Exploring the World’s Largest Insect Dataset with a Modern Toolkit for Visual AI

BIOSCAN in FiftyOne A new, comprehensive dataset called BIOSCAN-5M was introduced to the machine learning community at NeurIPS 2024, and it is a wealth of multi-modal information on over 5 million arthropod specimens, 98% of which are insects. Look, I get it; I’m as creeped out by bugs as the next guy. But it turns out that insect populations are declining globally, which could threaten ecosystems and human well-being. So, monitoring these populations is necessary for maintaining ecosystem stability. But, with deep learning and large, comprehensive datasets, researchers can help conservation efforts by automating species identification and providing ecological insights. This is where datasets like BIOSCAN-5M come into play, bridging the gap between deep learning and biodiversity research and enhancing our understanding and preservation of the natural world. BIOSCAN-5M builds upon the earlier BIOSCAN-1M dataset, offering increased data volume, diversity, and enhanced taxonomic label cleaning. This dataset combines specimen images, DNA barcodes, and taxonomic classifications, addressing the critical need for automated species identification and discovery.
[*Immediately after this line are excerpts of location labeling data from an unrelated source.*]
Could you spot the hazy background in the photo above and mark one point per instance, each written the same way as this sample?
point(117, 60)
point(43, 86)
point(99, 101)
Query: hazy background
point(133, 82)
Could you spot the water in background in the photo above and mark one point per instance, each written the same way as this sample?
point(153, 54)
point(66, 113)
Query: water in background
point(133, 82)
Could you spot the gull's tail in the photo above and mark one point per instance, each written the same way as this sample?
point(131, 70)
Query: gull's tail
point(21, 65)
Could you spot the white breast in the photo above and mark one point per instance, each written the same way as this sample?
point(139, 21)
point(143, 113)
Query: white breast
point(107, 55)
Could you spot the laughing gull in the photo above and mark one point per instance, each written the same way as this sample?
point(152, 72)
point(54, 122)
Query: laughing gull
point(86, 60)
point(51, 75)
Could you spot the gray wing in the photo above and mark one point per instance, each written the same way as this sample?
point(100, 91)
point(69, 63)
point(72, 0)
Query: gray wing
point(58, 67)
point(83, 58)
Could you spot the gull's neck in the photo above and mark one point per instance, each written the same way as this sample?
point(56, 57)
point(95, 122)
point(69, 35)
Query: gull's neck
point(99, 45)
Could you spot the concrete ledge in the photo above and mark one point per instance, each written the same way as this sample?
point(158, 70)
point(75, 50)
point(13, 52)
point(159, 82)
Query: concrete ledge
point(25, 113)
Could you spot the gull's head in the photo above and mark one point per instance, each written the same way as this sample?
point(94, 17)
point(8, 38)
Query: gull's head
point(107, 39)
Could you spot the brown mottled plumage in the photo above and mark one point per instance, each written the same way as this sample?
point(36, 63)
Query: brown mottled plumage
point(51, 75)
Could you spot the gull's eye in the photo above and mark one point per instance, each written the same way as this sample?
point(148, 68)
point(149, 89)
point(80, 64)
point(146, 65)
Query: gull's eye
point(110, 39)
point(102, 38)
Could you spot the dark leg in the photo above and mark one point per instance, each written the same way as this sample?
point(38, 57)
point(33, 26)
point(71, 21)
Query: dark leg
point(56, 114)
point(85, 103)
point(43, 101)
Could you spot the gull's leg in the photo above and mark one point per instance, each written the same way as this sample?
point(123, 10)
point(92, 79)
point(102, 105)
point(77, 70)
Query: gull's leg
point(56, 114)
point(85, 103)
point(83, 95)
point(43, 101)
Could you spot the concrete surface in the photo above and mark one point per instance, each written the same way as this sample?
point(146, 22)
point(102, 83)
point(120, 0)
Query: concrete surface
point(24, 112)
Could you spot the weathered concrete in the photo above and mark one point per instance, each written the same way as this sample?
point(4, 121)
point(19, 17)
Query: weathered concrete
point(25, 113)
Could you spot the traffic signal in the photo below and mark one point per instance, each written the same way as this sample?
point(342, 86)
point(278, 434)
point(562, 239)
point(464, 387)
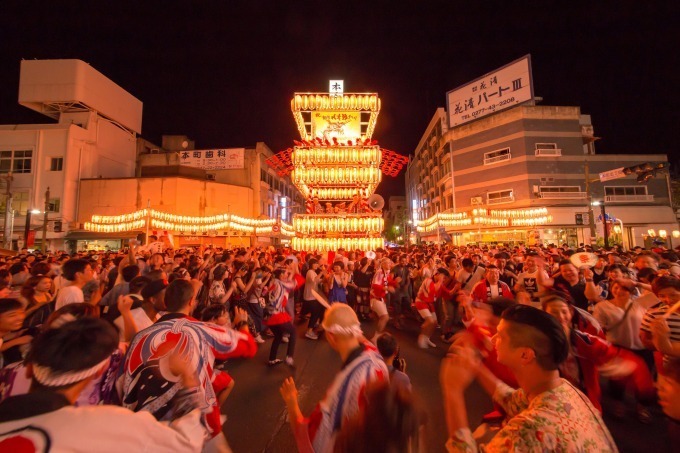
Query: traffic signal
point(645, 171)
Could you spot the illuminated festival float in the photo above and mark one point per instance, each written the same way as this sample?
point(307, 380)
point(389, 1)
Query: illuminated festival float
point(337, 167)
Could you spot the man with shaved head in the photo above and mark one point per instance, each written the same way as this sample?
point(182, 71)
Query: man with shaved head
point(361, 364)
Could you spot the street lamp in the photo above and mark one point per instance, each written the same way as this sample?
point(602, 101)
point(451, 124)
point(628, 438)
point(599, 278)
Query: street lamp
point(603, 214)
point(27, 226)
point(676, 235)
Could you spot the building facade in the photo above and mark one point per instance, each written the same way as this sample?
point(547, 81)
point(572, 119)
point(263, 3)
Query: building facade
point(165, 183)
point(530, 174)
point(94, 136)
point(93, 162)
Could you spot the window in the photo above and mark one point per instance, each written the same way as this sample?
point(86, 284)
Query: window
point(561, 192)
point(20, 202)
point(56, 164)
point(499, 155)
point(547, 150)
point(626, 193)
point(16, 161)
point(500, 197)
point(55, 204)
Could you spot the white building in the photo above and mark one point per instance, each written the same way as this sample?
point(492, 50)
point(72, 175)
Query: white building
point(94, 136)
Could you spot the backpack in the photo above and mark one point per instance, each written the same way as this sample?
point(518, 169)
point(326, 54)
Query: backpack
point(272, 297)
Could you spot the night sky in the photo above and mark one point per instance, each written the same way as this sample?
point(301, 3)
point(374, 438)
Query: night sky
point(223, 72)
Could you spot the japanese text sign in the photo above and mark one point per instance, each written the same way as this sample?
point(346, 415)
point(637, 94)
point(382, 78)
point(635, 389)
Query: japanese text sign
point(498, 90)
point(340, 125)
point(213, 159)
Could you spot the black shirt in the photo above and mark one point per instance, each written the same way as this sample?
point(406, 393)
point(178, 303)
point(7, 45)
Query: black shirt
point(577, 292)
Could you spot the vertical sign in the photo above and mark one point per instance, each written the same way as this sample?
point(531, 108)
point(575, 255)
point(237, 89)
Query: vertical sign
point(336, 87)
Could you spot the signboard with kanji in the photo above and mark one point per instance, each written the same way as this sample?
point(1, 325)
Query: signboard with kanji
point(498, 90)
point(213, 159)
point(612, 174)
point(342, 126)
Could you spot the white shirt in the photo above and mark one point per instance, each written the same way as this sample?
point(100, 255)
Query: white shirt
point(69, 295)
point(141, 319)
point(626, 333)
point(477, 275)
point(107, 429)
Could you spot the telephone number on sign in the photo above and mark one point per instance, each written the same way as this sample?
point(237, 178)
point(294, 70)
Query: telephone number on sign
point(492, 108)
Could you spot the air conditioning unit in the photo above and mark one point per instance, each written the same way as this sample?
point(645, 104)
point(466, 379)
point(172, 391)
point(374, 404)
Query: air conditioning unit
point(548, 152)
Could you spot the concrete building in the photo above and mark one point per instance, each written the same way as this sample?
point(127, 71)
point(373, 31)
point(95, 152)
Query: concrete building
point(166, 183)
point(529, 161)
point(95, 135)
point(94, 163)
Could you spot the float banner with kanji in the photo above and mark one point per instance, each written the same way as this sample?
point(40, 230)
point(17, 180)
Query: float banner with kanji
point(213, 159)
point(498, 90)
point(343, 126)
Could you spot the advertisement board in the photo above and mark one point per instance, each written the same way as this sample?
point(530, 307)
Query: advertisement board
point(498, 90)
point(342, 126)
point(213, 159)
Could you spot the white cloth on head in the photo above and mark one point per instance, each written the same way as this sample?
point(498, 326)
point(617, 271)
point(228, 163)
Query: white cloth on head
point(69, 295)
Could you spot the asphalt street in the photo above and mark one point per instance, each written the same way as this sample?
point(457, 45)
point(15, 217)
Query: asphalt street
point(256, 415)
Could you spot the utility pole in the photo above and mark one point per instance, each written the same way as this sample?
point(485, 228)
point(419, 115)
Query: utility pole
point(589, 198)
point(43, 246)
point(8, 212)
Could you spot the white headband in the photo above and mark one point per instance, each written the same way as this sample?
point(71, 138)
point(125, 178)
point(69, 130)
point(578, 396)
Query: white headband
point(47, 377)
point(354, 330)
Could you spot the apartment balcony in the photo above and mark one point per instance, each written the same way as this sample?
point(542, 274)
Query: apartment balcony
point(496, 159)
point(628, 198)
point(500, 200)
point(548, 152)
point(563, 195)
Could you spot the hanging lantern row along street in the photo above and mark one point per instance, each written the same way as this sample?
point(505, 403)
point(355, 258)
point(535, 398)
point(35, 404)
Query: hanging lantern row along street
point(452, 218)
point(532, 222)
point(115, 228)
point(172, 222)
point(336, 175)
point(370, 155)
point(118, 219)
point(337, 193)
point(485, 217)
point(327, 244)
point(513, 213)
point(324, 101)
point(334, 224)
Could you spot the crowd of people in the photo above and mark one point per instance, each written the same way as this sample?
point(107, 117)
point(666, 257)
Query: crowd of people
point(127, 348)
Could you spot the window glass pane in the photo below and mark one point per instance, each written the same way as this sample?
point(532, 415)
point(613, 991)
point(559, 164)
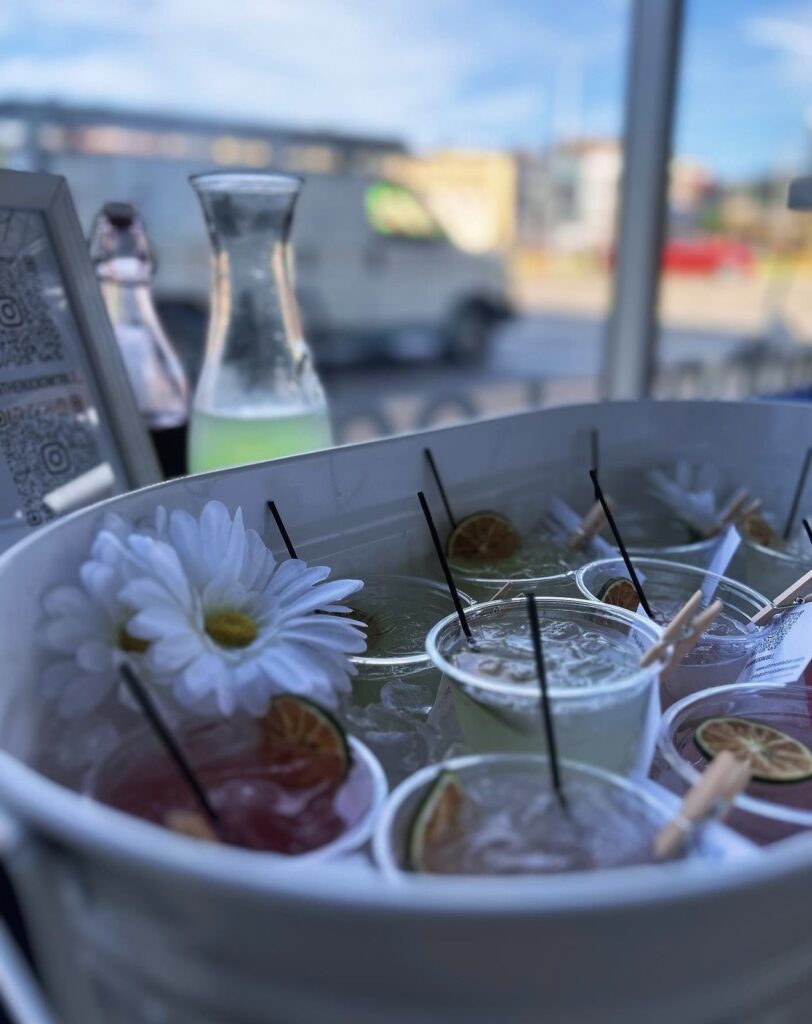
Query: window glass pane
point(489, 130)
point(736, 296)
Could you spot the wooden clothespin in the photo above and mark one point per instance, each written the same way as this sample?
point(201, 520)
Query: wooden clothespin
point(730, 513)
point(682, 633)
point(749, 510)
point(592, 523)
point(191, 824)
point(711, 797)
point(799, 593)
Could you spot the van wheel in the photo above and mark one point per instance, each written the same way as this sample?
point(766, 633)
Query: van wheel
point(469, 333)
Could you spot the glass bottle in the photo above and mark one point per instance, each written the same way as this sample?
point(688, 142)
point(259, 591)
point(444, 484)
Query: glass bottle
point(258, 395)
point(124, 266)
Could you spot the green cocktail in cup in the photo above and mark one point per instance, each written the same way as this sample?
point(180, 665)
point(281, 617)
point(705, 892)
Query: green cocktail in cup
point(600, 695)
point(723, 650)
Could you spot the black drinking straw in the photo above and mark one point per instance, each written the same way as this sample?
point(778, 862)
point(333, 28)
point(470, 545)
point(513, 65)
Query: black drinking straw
point(458, 604)
point(437, 479)
point(547, 713)
point(595, 449)
point(137, 689)
point(620, 542)
point(799, 491)
point(283, 531)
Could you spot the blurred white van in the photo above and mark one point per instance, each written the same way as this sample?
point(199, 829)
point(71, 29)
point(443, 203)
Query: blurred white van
point(376, 273)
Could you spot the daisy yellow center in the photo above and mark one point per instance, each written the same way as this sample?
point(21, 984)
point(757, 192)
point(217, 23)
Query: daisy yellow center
point(230, 629)
point(131, 644)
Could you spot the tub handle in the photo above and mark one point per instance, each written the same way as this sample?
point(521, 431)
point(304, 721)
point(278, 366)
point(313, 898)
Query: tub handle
point(19, 991)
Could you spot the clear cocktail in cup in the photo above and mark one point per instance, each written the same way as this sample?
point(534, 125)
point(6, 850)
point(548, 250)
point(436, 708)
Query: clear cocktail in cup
point(398, 611)
point(541, 563)
point(394, 691)
point(601, 696)
point(770, 725)
point(498, 814)
point(724, 649)
point(271, 793)
point(768, 562)
point(657, 534)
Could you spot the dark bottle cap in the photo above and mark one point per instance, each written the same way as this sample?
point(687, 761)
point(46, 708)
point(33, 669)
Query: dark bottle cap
point(121, 215)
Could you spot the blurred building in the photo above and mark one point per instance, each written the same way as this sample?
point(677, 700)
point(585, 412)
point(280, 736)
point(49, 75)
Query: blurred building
point(146, 159)
point(473, 194)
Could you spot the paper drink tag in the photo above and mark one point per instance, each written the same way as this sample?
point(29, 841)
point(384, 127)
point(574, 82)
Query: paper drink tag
point(723, 555)
point(563, 521)
point(783, 655)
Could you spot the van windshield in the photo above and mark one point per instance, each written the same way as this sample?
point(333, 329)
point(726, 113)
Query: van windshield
point(393, 210)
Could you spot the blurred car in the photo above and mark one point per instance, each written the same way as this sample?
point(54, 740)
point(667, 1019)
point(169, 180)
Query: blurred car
point(376, 274)
point(708, 256)
point(704, 255)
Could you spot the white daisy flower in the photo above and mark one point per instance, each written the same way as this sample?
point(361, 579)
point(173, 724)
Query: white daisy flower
point(228, 628)
point(86, 627)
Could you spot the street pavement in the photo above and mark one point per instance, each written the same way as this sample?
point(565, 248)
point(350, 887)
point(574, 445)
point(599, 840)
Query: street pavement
point(533, 359)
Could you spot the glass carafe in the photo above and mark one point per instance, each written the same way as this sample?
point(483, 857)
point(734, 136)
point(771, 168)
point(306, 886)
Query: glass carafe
point(258, 395)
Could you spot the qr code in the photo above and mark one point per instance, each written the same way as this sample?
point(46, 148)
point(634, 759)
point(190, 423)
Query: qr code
point(27, 332)
point(45, 445)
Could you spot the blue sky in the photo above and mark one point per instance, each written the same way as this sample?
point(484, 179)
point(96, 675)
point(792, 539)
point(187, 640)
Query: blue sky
point(477, 73)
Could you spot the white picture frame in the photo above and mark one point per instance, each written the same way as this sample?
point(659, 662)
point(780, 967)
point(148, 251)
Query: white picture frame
point(70, 430)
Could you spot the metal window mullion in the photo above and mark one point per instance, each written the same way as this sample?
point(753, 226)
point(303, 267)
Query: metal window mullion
point(651, 86)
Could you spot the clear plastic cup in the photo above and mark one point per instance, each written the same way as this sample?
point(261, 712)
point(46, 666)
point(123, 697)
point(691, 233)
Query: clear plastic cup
point(543, 565)
point(654, 534)
point(771, 570)
point(725, 648)
point(598, 722)
point(216, 752)
point(399, 610)
point(622, 838)
point(767, 811)
point(484, 588)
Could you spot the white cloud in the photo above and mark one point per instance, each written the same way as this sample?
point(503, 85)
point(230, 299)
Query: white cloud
point(789, 34)
point(373, 66)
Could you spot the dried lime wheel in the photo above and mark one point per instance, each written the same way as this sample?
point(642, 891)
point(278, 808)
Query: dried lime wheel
point(298, 732)
point(772, 756)
point(483, 537)
point(621, 593)
point(436, 819)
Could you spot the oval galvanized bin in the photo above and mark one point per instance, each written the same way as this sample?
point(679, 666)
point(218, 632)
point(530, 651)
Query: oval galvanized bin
point(133, 924)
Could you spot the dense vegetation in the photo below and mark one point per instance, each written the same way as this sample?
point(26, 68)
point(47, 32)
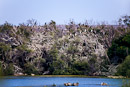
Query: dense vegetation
point(73, 49)
point(120, 49)
point(124, 68)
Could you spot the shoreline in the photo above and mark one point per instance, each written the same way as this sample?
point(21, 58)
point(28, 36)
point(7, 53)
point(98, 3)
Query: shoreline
point(82, 76)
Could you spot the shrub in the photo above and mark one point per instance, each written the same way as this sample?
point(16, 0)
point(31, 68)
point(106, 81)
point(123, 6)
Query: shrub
point(29, 68)
point(124, 68)
point(9, 70)
point(120, 49)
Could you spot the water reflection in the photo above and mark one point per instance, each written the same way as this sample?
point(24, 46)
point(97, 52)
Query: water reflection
point(59, 81)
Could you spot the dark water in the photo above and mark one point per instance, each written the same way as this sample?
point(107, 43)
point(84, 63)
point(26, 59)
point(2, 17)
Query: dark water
point(59, 81)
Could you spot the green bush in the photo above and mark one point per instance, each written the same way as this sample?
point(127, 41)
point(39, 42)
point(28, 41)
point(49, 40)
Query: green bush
point(120, 49)
point(126, 84)
point(72, 49)
point(9, 70)
point(124, 68)
point(29, 68)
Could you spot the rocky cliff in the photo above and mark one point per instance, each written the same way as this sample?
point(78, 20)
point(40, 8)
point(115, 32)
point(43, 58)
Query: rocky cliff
point(57, 49)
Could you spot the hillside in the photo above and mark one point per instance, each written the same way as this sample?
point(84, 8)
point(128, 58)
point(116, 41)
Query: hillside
point(58, 49)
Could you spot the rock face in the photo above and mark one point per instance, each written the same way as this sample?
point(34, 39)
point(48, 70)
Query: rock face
point(49, 48)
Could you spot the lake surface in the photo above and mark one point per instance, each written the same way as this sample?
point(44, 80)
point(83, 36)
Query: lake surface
point(39, 81)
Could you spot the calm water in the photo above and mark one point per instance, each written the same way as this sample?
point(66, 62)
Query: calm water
point(59, 81)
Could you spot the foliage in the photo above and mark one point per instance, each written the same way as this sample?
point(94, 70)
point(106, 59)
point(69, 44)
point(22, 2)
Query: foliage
point(80, 68)
point(1, 69)
point(29, 69)
point(120, 48)
point(124, 68)
point(24, 48)
point(9, 70)
point(4, 51)
point(6, 27)
point(126, 84)
point(72, 49)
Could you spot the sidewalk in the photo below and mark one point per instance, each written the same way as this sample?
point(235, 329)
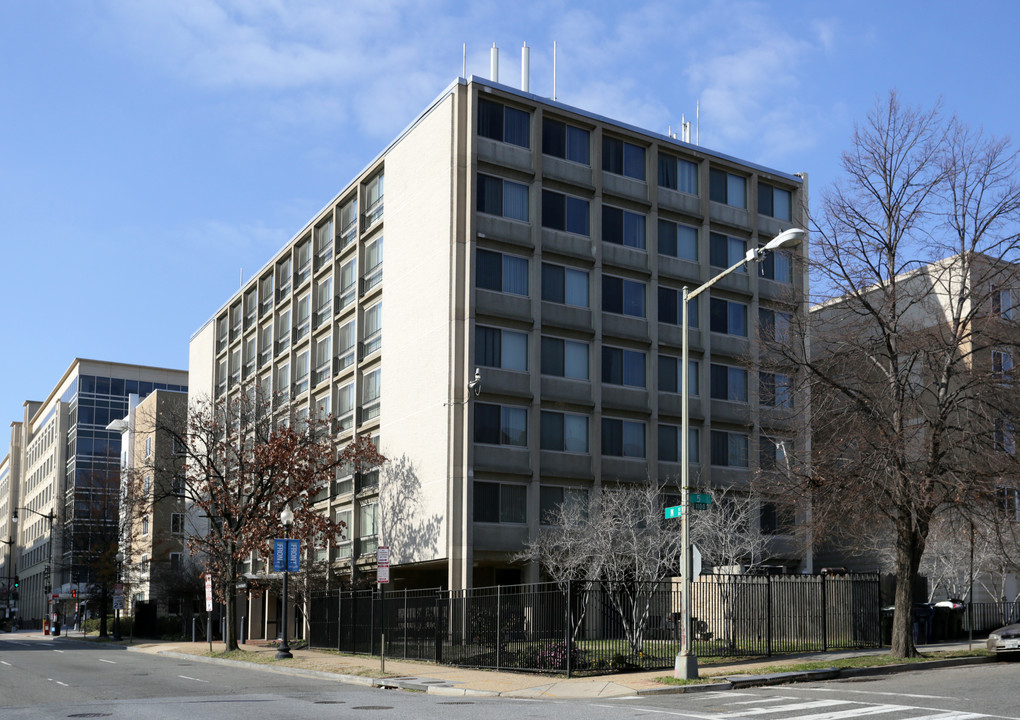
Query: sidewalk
point(447, 680)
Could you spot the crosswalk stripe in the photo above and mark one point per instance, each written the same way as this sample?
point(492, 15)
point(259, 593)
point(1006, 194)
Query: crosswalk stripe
point(856, 712)
point(812, 705)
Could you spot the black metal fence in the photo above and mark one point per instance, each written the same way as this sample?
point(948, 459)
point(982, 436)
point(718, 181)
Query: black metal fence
point(597, 627)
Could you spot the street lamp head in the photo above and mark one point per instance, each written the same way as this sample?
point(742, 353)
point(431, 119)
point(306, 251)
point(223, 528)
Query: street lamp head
point(287, 516)
point(786, 239)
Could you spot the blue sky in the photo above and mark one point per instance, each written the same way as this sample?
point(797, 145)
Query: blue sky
point(150, 152)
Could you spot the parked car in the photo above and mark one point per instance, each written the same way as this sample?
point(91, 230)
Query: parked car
point(1005, 639)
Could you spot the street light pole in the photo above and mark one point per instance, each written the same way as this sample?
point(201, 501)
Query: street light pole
point(287, 518)
point(685, 666)
point(119, 557)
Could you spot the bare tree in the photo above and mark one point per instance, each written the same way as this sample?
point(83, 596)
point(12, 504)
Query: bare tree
point(914, 256)
point(241, 468)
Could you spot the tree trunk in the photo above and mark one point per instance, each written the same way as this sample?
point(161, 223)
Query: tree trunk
point(909, 548)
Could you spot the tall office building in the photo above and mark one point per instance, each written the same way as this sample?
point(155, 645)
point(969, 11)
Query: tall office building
point(522, 346)
point(59, 483)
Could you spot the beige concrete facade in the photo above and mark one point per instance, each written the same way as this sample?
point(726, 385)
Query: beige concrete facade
point(577, 214)
point(62, 461)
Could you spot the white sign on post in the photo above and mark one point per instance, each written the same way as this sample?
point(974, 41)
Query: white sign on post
point(383, 564)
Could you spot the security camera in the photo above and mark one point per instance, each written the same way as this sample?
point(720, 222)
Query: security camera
point(475, 384)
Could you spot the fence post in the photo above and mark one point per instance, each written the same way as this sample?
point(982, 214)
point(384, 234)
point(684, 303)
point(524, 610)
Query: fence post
point(569, 627)
point(824, 617)
point(439, 635)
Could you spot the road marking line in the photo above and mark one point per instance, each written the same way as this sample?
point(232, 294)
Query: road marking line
point(811, 705)
point(185, 677)
point(857, 712)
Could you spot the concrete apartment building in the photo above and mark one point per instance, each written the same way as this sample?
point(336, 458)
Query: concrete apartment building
point(523, 343)
point(155, 518)
point(64, 464)
point(979, 294)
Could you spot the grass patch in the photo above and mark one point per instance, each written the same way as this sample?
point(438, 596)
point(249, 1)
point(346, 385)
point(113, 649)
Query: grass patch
point(866, 661)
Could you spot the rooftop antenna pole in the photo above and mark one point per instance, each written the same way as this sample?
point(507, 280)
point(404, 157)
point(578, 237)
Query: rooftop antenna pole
point(554, 69)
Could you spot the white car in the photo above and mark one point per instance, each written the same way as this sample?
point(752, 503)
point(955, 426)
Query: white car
point(1005, 639)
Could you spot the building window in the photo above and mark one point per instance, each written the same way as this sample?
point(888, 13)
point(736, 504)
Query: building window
point(727, 188)
point(283, 330)
point(503, 198)
point(564, 432)
point(728, 382)
point(671, 307)
point(676, 173)
point(725, 252)
point(669, 374)
point(372, 329)
point(348, 285)
point(622, 227)
point(774, 202)
point(373, 264)
point(284, 271)
point(622, 297)
point(501, 424)
point(373, 201)
point(729, 449)
point(552, 499)
point(370, 391)
point(345, 408)
point(565, 212)
point(1004, 436)
point(499, 348)
point(776, 518)
point(302, 316)
point(622, 367)
point(566, 286)
point(501, 272)
point(728, 317)
point(348, 222)
point(303, 260)
point(622, 158)
point(774, 454)
point(1002, 303)
point(323, 359)
point(505, 123)
point(776, 266)
point(500, 502)
point(345, 346)
point(323, 243)
point(677, 241)
point(669, 444)
point(622, 439)
point(773, 325)
point(564, 358)
point(775, 390)
point(566, 142)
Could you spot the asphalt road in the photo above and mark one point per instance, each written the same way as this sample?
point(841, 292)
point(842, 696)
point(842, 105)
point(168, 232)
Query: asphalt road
point(84, 680)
The power of multi-modal data

At the heart of BIOSCAN-5M lies its multi-modal nature, which synergizes diverse data types to unlock unprecedented insights into insect biodiversity. Taxonomic labels, structured according to the Linnaean hierarchy (from phylum to species), provide a standardized classification system. A hybrid validation approach — combining AI tools with human expertise — ensures accuracy, particularly at deeper taxonomic levels such as genus and species. DNA barcodes and Barcode Index Numbers (BINs) complement these labels, facilitating rapid species-level identification and mapping evolutionary relationships. This offers a genetic blueprint for biodiversity research. Geographical context helps track species distribution patterns, revealing ecological hotspots and potential sampling biases. Additionally, specimen size metrics (such as pixel area and scale factors) serve as proxies for studying environmental impacts, like climate change on insect populations. High-resolution microscopic images capture intricate morphological details, which support visual identification and the development of robust deep learning models for image-based classification. The true strength of BIOSCAN-5M comes from integrating these modalities: multi-modal learning boosts classification accuracy by cross-referencing genetic, visual, and ecological data; supports real-world scenarios like handling incomplete labels or identifying novel species; and enables cross-modal queries, such as retrieving specimen images using DNA sequences.

Key features of the BIOSCAN-5M dataset

Images: 5.15M high-resolution microscope images (1024×768px) with cropped/resized versions.
Genetic Data: Raw DNA barcode sequences (COI gene) and BIN clusters.
Taxonomy: Labels for 7 taxonomic ranks (phylum, class, order, family, subfamily, genus, species).
Geographical Metadata: Collection country, province/state, latitude/longitude.
Size Metadata: Pixel count, area fraction, and scale factor for specimens.

Together, these features create a holistic toolkit for advancing biodiversity science, conservation, and AI-driven ecological monitoring.

Building a robust dataset

The thing about BIOSCAN-5M that stood out to me was its approach to data collection, processing, and curation. The dataset underwent a rigorous data cleaning pipeline to ensure the reliability of taxonomic labels. This involved identifying and resolving inconsistencies in the original data, such as typos and disagreements in taxonomic naming conventions. The labels were checked and cleaned to ensure consistency across DNA barcodes.

Conflict Resolution: Differences in annotations for the same barcode were investigated and resolved. The process included correcting stylistic differences, misspellings, and standardizing placeholder names.
Invalid Image Removal: Invalid images were removed during the dataset curation process.
High-Resolution Microscopy: Specimen images were captured using a Keyence VHX-7000 microscope at 1024×768 pixels.
Cropping: Images were cropped to focus on the region of interest containing the organism, eliminating unnecessary background. A DETR model was fine-tuned to improve the cropping tool. The bounding box of the cropped region is provided as part of the dataset release.
Resizing: Cropped images were resized to 341×256 pixels to facilitate model training and standardize the resolution across samples. Images were also resized to 256 pixels on their shorter side.
DNA Barcode Standardization: The genetic information is represented as raw nucleotide barcode sequences under the dna_barcode field. The dataset utilizes the COI gene sequence for species-level identification in Animalia.
BIN Clustering: DNA barcodes are grouped based on sequence similarity into clusters called Operational Taxonomic Units (OTUs), each assigned a Barcode Index Number (BIN).
Geographical Information: The dataset includes geographic location information detailing the country and province/state where each specimen was collected and latitude and longitude coordinates.
Specimen Size: The dataset provides specimen size information, including the number of pixels occupied by the organism, the area fraction, and the scale factor.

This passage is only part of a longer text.